Ossessionato dal fumo passivo costretto a respirare sul luogo di lavoro, inscena una singolare protesta: visto che i suoi superiori non avrebbero mai preso in esame le sue lamentele, giustissime perchè previste dalla legge, si dirige a piedi, da Trani a Bari, per parlare direttamente con il capo del personale della sua azienda.
Protagonista della vicenda è Michele de Lucia, dipendente dell'acquedotto pugliese della sezione di Trani.
E così questa mattina armato di una cartelletta contenente i dati da lui raccolti, è partito a piedi dalla sede di Via Mosè da Trani, sede dell'acquedotto locale, verso la sede principale di Bari in via Cognetti per esporre la sua denuncia.

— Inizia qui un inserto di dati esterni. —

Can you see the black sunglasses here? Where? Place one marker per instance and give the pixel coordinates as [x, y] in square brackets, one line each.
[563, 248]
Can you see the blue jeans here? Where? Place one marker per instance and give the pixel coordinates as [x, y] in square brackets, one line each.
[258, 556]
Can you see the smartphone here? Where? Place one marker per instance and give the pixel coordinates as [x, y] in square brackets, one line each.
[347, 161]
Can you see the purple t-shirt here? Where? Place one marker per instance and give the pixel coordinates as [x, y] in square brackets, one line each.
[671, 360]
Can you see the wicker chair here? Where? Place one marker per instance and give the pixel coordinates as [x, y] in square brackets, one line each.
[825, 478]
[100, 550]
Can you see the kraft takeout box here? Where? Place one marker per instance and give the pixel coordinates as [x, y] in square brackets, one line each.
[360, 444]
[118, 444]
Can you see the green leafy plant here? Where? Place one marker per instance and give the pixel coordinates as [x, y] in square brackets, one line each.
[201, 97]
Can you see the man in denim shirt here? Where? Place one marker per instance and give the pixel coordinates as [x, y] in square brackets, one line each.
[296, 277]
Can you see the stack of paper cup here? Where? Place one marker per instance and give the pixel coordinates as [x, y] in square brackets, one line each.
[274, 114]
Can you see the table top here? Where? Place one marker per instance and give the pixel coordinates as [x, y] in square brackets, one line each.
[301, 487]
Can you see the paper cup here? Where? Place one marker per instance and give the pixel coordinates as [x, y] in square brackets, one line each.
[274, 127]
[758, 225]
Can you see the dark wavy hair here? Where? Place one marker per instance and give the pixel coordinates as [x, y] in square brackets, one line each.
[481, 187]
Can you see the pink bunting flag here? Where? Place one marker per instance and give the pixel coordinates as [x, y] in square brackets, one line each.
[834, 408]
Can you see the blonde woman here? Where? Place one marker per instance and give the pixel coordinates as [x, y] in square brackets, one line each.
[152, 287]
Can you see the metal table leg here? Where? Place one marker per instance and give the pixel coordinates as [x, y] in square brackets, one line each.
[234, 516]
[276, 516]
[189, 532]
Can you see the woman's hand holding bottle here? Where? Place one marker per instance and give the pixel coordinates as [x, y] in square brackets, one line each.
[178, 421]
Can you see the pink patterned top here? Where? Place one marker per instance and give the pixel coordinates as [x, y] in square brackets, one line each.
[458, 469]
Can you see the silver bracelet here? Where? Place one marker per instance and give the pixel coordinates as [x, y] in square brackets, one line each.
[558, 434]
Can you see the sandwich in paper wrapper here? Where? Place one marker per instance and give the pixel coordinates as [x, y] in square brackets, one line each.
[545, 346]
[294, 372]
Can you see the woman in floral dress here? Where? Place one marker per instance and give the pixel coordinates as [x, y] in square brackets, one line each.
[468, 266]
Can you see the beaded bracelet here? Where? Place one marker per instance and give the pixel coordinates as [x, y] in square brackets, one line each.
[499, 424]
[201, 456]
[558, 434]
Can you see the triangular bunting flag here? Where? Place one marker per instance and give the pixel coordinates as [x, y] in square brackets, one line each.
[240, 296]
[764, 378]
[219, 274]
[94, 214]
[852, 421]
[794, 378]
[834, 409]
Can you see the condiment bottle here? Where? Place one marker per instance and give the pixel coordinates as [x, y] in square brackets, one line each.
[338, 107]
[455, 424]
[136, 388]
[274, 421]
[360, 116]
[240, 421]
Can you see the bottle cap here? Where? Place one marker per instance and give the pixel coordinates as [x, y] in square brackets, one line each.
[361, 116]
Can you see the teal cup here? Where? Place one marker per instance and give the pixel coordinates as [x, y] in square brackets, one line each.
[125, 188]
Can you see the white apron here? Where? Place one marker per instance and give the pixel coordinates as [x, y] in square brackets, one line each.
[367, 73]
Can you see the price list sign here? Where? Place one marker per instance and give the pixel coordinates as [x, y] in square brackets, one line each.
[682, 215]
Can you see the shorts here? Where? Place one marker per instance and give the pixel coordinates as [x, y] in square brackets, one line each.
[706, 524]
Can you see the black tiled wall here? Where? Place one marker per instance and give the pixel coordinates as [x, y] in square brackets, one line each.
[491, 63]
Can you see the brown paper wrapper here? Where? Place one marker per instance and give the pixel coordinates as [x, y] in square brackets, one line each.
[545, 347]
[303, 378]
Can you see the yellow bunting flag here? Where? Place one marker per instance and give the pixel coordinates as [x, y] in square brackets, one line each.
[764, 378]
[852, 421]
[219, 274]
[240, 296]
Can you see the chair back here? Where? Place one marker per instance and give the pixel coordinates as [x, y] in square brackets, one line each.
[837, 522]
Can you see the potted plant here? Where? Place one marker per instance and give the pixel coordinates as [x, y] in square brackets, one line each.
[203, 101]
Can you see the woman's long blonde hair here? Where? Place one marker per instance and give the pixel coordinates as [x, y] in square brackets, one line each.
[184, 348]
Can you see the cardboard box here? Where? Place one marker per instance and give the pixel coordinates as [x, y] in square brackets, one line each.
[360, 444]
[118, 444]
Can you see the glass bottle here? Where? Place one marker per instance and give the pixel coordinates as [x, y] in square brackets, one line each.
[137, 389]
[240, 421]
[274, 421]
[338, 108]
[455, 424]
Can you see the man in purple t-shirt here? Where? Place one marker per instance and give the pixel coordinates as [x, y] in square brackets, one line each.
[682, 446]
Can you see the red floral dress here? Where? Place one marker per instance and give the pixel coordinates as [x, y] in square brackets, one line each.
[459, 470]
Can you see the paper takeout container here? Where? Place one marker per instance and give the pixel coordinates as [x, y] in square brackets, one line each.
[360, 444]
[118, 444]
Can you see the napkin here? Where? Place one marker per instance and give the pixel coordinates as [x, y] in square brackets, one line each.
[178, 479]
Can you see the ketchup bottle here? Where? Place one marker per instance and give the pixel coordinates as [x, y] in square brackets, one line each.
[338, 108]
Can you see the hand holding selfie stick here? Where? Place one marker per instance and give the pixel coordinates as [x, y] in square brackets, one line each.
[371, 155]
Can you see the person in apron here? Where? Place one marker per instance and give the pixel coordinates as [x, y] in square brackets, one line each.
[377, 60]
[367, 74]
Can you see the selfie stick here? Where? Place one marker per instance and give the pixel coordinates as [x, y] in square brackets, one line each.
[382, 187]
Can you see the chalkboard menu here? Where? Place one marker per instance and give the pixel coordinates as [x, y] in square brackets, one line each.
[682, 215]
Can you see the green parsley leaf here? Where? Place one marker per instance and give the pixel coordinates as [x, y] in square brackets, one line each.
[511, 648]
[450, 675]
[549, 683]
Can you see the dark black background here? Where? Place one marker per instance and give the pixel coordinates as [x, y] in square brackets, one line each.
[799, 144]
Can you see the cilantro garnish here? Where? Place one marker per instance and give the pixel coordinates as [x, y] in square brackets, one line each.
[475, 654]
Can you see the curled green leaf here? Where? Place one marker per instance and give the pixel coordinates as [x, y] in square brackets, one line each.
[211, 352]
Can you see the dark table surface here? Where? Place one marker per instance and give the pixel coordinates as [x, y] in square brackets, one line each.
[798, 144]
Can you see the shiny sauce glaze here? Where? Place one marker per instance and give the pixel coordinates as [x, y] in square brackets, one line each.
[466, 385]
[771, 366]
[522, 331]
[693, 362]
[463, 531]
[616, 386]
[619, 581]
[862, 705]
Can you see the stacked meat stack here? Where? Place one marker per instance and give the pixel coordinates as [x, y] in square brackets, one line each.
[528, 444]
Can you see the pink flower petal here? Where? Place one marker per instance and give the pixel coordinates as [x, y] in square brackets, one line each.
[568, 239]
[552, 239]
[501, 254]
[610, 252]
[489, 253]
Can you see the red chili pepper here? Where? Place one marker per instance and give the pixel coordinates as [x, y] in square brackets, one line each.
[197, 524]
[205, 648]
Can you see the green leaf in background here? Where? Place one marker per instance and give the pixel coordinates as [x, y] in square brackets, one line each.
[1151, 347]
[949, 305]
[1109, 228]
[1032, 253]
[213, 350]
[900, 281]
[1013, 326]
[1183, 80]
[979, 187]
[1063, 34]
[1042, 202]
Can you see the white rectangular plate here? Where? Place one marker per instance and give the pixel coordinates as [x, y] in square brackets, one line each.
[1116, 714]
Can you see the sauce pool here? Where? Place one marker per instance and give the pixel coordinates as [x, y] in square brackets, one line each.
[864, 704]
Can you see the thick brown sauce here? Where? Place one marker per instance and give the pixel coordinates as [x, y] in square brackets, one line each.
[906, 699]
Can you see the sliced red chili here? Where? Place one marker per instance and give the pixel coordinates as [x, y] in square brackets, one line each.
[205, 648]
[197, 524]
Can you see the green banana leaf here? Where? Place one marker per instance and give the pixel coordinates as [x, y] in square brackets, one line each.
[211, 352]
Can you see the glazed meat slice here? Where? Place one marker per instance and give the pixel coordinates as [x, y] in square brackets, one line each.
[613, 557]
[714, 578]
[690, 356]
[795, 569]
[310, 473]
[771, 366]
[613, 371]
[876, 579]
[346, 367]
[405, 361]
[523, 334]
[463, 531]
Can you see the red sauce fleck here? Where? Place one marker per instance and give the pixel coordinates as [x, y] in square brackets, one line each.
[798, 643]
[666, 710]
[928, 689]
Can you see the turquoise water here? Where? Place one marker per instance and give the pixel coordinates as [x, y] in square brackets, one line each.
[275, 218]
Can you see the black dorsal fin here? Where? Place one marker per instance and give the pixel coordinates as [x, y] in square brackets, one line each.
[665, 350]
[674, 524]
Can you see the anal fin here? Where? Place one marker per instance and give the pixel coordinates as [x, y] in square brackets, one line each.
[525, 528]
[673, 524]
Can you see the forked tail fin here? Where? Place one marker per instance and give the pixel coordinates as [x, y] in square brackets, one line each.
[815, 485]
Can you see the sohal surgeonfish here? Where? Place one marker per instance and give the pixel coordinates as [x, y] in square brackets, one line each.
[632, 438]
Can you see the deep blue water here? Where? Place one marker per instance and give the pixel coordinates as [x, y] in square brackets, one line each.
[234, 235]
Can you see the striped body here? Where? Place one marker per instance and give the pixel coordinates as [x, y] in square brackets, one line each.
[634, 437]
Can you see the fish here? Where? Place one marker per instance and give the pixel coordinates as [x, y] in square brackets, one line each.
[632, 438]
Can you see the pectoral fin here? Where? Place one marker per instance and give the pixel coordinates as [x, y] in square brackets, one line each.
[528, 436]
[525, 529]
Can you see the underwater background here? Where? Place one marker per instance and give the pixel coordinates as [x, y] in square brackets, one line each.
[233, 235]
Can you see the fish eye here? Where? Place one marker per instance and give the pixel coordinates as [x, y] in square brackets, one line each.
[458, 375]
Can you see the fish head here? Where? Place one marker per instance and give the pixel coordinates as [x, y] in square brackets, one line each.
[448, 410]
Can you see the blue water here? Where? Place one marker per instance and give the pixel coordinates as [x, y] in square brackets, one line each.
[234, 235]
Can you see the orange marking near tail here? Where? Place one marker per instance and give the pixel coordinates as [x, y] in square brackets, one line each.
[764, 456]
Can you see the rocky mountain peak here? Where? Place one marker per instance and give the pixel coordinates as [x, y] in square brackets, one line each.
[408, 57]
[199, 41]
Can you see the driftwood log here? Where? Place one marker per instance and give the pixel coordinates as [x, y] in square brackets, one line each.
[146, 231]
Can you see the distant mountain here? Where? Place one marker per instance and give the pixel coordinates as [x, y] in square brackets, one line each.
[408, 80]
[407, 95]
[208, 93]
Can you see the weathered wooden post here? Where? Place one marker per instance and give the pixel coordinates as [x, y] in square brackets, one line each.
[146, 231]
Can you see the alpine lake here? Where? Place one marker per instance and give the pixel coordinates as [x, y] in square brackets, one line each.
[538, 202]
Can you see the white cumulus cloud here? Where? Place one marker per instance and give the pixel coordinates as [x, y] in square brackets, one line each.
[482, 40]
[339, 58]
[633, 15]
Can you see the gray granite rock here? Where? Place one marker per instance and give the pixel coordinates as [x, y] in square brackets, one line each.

Prima di partire, a detta di de Lucia, si sarebbe recato a donare sangue all'ospedale di Trani, ed avrebbe segnalato la sua marcia di protesta ai Carabinieri ed alla Polizia di Stato.
La sua, in pratica, sarebbe una denuncia di mobbing sul posto di lavoro, ma anche di stalking perchè, pare, che da quando ha incominciato a protestare, qualcuno lo avrebbe "perseguitato" per farlo tacere.
"Nel caso, - da quanto ci è stato riferito dallo stesso de Lucia prima di partire -, la sua protesta esposta ai vertici dell'ente non dovesse portare a nulla, non si fermerà, ma andrà oltre secondo quanto la legge prevede contro lo stalking e il mobbing.